'I will give you a new heart and put a new spirit in you; I will remove from you your heart of stone and give you a heart of flesh. And I will put my Spirit in you and move you to follow my decrees and be careful to keep my laws.' (Ezekiel 36:26-27)
Have you received your new heart as yet? I did when I was forty years old. God delivered me from this perverted world and placed a new heart in me, one that He could work on and cause me to change and become more like our Lord and Saviour, Jesus Christ. He could not work on my old heart which was made of stone, therefore, He had to put in a new one that could be molded.
As a young man growing up I used to harass Christians, Jehovah Witnesses, Muslims and anyone who claimed to be holy. I would torment them and point out all of their faults until they eventually got so angry with me, they would blow me out and then I would feel justified that they were not a good person. Back in those days, my favorite supervisor at work was what we call in local dialect 'a cuss bud'. I looked up to him because to me he seemed genuine. If things were not going right, he would come out in a friendly way and say 'We were doing crap', in a much more offensive language. Whenever you go to ask him a question, every sentence in his response had the ‘f’ word in it and to me that was cool. I vowed to be like him if ever I became a supervisor. Well, a few years after I got my promotions and I had two guys under my wings as my staff. Believe it or not, although we had some challenging managers to report to, we were a happy bunch because the swearing used to ease the frustration for us. I soon had these two young respectable men, who people liked a lot, cursing more than me and they were enjoying themselves.
Many years passed by and I came to realize that there was a true God and I turned to my religion to try to find Him. So I started going to church regularly and I tried to be a good person by the church’s standard. The reason I did this was because I heard about heaven and hell and I didn’t want to go to hell. My goal was to do just enough good deeds to get me into heaven, but deep down inside I still had a desire to cuss and continue with sin in my life. I thought if no one knew, then it would not be a problem. In the office I was known as the 'silent cuss bud'. So on the outside I would pretend to be a 'goodie two shoes' but on the inside I was battling with lust and obscenity. Eventually, I realized that I was living a lie and that the church was not helping me. Going to church became such a dull routine, there was a time when I could have recited the entire service word for word. I thought to myself, if the priest could not make it one day, I could do the service for him, because it was no big deal. In the end, I would go to church, sleep through the parts that we were seated and when it was over, driving back home, I would ask my wife 'So what did the priest say today?' Deep down inside, I knew there was much more to God, the creator of the world, and I knew that what I was doing was not going to get me closer to Him.
I never understood what it meant to be 'born again'. I thought it was just another kind of religious ritual that would once more turn into boredom after a while.
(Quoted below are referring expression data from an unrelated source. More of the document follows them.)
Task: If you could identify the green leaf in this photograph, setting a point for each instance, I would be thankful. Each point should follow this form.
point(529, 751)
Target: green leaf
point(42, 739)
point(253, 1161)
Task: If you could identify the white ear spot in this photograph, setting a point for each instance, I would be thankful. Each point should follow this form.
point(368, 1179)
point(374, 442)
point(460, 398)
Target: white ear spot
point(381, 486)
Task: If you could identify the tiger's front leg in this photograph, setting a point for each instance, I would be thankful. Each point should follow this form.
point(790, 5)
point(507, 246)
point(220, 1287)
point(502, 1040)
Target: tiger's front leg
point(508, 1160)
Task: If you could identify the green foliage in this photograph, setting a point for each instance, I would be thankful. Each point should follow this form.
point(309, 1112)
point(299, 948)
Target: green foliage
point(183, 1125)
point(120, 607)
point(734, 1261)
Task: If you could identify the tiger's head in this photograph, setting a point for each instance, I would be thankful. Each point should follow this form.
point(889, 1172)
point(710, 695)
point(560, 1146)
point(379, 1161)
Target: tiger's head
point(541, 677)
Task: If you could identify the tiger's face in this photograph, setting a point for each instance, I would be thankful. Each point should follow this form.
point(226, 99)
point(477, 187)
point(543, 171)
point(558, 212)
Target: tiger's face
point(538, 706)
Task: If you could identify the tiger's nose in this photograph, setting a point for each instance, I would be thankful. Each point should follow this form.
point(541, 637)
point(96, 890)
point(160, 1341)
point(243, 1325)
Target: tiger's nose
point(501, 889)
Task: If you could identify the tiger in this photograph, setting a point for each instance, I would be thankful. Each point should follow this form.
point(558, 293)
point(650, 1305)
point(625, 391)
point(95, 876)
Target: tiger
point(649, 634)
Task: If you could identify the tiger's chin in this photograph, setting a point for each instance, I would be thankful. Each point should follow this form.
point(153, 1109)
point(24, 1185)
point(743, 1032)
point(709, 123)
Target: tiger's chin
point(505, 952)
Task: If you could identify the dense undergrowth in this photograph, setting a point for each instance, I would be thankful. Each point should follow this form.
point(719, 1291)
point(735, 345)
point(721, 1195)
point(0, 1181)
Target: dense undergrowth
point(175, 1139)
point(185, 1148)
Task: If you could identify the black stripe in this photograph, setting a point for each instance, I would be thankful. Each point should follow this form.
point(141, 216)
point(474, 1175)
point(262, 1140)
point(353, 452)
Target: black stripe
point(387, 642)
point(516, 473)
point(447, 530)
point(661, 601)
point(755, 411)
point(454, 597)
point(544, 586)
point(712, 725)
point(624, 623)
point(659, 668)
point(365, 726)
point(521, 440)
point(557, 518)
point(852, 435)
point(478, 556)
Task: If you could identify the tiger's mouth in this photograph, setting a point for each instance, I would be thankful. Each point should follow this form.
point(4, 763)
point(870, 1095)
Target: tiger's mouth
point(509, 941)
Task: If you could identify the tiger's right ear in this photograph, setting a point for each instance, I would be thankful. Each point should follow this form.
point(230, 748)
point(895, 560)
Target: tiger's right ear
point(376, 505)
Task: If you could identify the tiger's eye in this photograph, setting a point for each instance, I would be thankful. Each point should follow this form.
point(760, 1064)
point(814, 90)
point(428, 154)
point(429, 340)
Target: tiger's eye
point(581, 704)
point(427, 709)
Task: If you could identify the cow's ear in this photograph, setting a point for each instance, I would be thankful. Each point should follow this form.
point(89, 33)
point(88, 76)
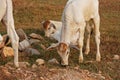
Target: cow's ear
point(53, 46)
point(52, 25)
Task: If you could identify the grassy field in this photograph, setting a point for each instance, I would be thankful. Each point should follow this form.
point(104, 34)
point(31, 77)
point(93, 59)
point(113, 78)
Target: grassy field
point(29, 13)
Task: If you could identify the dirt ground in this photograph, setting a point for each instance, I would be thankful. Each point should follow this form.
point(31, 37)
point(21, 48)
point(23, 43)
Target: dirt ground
point(29, 13)
point(25, 72)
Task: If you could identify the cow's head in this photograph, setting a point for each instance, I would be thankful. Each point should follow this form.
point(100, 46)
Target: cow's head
point(63, 50)
point(49, 28)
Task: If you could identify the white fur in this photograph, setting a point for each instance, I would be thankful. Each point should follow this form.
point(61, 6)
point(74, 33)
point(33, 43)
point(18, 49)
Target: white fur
point(75, 15)
point(6, 16)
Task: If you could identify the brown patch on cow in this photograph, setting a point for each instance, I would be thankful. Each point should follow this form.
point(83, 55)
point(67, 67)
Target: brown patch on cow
point(62, 47)
point(45, 24)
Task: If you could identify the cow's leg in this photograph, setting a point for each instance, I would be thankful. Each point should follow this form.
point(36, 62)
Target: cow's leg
point(80, 41)
point(97, 36)
point(88, 29)
point(9, 23)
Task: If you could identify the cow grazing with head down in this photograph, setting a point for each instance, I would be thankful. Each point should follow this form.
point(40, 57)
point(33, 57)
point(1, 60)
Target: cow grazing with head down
point(6, 17)
point(75, 17)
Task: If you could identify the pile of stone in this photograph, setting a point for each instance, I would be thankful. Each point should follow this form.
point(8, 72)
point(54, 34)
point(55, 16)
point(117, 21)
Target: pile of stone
point(25, 44)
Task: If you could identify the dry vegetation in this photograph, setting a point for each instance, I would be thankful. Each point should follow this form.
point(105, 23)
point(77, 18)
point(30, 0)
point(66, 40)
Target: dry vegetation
point(29, 13)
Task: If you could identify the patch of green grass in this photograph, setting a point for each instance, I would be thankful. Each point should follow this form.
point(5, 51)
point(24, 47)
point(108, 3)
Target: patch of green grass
point(29, 13)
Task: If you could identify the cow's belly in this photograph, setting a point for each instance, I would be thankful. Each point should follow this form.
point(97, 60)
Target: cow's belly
point(2, 8)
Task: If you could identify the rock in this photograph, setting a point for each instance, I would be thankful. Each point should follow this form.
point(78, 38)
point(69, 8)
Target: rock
point(32, 41)
point(22, 35)
point(24, 64)
point(34, 66)
point(36, 36)
point(116, 57)
point(23, 45)
point(53, 61)
point(31, 51)
point(40, 61)
point(7, 51)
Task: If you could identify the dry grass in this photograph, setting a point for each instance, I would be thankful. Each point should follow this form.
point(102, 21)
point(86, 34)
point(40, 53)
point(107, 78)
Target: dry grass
point(29, 13)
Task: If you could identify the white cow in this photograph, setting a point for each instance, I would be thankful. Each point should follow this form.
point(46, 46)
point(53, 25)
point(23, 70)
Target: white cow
point(52, 29)
point(75, 15)
point(6, 17)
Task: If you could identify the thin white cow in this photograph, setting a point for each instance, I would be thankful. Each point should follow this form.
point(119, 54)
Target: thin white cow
point(6, 17)
point(75, 15)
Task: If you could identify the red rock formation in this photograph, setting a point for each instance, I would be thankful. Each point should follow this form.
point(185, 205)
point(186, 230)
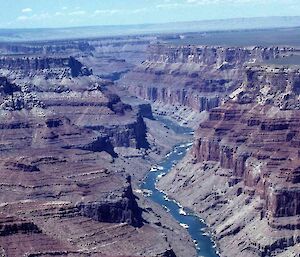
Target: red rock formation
point(199, 77)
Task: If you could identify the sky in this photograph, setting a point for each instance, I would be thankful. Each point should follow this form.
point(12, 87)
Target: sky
point(72, 13)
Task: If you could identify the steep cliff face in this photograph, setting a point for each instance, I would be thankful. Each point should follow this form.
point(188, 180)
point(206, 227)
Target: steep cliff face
point(49, 66)
point(47, 47)
point(199, 77)
point(242, 174)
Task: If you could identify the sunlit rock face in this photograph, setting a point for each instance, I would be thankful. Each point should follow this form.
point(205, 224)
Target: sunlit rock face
point(199, 77)
point(242, 174)
point(61, 194)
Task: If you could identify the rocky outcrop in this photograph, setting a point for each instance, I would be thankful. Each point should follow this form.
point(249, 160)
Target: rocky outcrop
point(242, 175)
point(47, 47)
point(118, 209)
point(199, 77)
point(49, 66)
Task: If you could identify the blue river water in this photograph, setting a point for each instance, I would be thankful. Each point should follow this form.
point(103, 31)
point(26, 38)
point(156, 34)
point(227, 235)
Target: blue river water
point(195, 226)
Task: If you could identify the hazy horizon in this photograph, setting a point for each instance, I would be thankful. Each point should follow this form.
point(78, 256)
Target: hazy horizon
point(78, 13)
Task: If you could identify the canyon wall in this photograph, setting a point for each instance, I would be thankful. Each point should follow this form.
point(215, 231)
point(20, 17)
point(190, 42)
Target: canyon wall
point(242, 174)
point(199, 77)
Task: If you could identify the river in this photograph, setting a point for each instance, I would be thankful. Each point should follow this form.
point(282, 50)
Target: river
point(194, 225)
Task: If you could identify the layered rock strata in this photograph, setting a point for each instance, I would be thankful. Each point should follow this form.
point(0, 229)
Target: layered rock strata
point(64, 192)
point(199, 77)
point(242, 174)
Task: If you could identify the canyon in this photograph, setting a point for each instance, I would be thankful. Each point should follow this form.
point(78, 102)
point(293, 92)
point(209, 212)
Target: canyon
point(79, 134)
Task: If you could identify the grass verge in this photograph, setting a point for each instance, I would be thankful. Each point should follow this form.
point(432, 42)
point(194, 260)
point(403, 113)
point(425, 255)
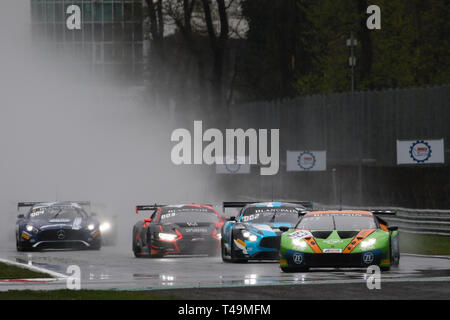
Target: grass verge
point(12, 272)
point(424, 244)
point(81, 295)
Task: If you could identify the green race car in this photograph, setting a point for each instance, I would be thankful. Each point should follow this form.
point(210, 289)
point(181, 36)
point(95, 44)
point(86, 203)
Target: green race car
point(339, 239)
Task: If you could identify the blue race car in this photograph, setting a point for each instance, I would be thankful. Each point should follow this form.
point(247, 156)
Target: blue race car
point(56, 225)
point(255, 232)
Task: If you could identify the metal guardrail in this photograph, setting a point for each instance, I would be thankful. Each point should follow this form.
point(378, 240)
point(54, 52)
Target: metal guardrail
point(427, 221)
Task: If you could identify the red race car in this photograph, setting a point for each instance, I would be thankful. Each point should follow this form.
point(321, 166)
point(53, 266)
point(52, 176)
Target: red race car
point(177, 229)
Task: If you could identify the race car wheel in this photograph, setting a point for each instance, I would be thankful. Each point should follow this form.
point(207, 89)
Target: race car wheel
point(233, 257)
point(96, 246)
point(224, 252)
point(149, 246)
point(136, 248)
point(18, 246)
point(394, 252)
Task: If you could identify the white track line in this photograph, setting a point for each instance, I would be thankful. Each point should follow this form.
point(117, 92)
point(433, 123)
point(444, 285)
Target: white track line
point(424, 256)
point(34, 268)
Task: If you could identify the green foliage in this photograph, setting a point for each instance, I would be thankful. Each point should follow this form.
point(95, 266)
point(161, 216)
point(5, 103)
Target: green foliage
point(12, 272)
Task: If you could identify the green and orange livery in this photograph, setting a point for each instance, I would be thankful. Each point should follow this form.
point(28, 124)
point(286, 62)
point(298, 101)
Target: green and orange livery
point(339, 239)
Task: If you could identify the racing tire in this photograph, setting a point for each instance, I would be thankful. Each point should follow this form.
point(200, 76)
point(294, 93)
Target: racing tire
point(19, 248)
point(224, 252)
point(149, 246)
point(233, 258)
point(136, 250)
point(395, 259)
point(96, 247)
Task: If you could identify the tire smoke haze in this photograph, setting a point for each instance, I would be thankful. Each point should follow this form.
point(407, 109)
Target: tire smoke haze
point(65, 136)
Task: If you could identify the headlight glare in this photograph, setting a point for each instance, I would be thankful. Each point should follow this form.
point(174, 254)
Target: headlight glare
point(299, 243)
point(249, 236)
point(368, 243)
point(167, 236)
point(105, 226)
point(31, 229)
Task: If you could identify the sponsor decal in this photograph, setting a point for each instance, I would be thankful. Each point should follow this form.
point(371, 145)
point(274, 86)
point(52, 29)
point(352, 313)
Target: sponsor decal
point(25, 236)
point(332, 250)
point(368, 257)
point(241, 245)
point(300, 234)
point(59, 220)
point(297, 258)
point(420, 151)
point(198, 230)
point(333, 241)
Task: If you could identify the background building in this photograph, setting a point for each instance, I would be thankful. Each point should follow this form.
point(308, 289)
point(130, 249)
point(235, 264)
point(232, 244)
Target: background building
point(109, 42)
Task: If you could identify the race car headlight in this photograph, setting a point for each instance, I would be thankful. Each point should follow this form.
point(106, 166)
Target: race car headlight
point(299, 243)
point(368, 243)
point(31, 229)
point(249, 236)
point(167, 236)
point(105, 226)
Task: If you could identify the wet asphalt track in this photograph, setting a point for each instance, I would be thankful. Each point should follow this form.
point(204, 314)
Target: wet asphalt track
point(116, 268)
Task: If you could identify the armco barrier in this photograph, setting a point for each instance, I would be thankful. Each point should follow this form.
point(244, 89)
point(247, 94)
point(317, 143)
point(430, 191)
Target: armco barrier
point(422, 221)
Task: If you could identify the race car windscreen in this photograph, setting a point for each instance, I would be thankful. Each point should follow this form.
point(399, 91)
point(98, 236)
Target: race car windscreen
point(182, 215)
point(56, 212)
point(270, 215)
point(336, 222)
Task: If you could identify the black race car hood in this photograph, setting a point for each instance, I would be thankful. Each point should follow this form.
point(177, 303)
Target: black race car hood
point(58, 223)
point(194, 228)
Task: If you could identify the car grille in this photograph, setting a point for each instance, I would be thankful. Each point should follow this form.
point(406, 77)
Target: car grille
point(270, 242)
point(334, 260)
point(347, 234)
point(55, 235)
point(321, 234)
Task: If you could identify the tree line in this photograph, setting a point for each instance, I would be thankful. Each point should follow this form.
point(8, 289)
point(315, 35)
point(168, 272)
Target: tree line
point(264, 49)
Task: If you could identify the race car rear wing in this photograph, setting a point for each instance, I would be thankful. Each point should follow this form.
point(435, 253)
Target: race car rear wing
point(306, 204)
point(30, 204)
point(145, 207)
point(384, 212)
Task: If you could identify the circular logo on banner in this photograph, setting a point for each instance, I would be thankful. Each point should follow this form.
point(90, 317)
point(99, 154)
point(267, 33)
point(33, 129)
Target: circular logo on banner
point(368, 258)
point(61, 234)
point(234, 167)
point(420, 151)
point(306, 160)
point(297, 258)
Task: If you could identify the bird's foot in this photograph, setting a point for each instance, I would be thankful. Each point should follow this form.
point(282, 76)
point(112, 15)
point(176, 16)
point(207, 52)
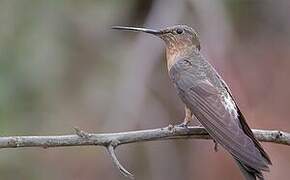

One day someone asked me if I had a relationship with the Lord. I thought to myself 'Who does he feel he is talking to?' This guy said to me,' I know that you go to church, but do you have a relationship with Jesus Christ?' He was from the same religious background as I was, but he told me that he had a relationship with the Holy Spirit, which was living in him. He invited me to a meeting which he said was not about religion but about Jesus Christ and it took me eight months before I finally made up my mind to go to the meeting. Something would always come up or I would feel like I was betraying my religion. No matter how hard I tried to put it off though, I felt something inside of me saying that God wanted me to hear from Him. So after eight months of procrastination I decided to go and find out what the fuss was all about with this meeting.